Дядя Вова слегка пожал плечами и опустил голову:
— За то, что жив остался.
Я не стала подниматься в бабушкину квартиру, а побрела обратно в своё подразделение, думая о том, что правильно поступила, когда весной сорок второго пришла в военкомат и упрямо заявила тощему капитану с седой прядью надо лбом:
— Я учительница младших классов, но требую отправки на фронт бить фашистов. В любом качестве.
Военком смотрел на меня не дольше одной секунды. Наверное, ему хватило оценить решимость на моём лице и прихваченный с собой вещмешок с необходимыми вещами. Дома меня больше ничего не держало: учеников из школы, где я преподавала после педагогического техникума, эвакуировали, а маму я накануне завернула в простыню и отвезла в помещение Дома культуры, куда складывали трупы со всего района. Я не плакала — ленинградцы вообще не плакали, потому что на слёзы нужны силы. Сила оставалась лишь на ненависть, да ещё упрямство мешало упасть на кровать и умереть.

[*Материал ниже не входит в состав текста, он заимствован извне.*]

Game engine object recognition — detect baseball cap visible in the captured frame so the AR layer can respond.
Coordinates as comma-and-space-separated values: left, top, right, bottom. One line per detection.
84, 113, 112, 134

Пока военком думал, я смотрела на портрет Сталина, который наискось пересекал луч солнца из окна, и нетерпеливо комкала в руке носовой платок. До сих пор не понимаю, зачем я его достала.
— Пойдешь в дорожно-эксплуатационный батальон, мы туда как раз набираем призывников. — Военком окунул ручку в чернила. — Как фамилия и сколько лет?
— Вязникова Антонина Сергеевна, двадцать два года.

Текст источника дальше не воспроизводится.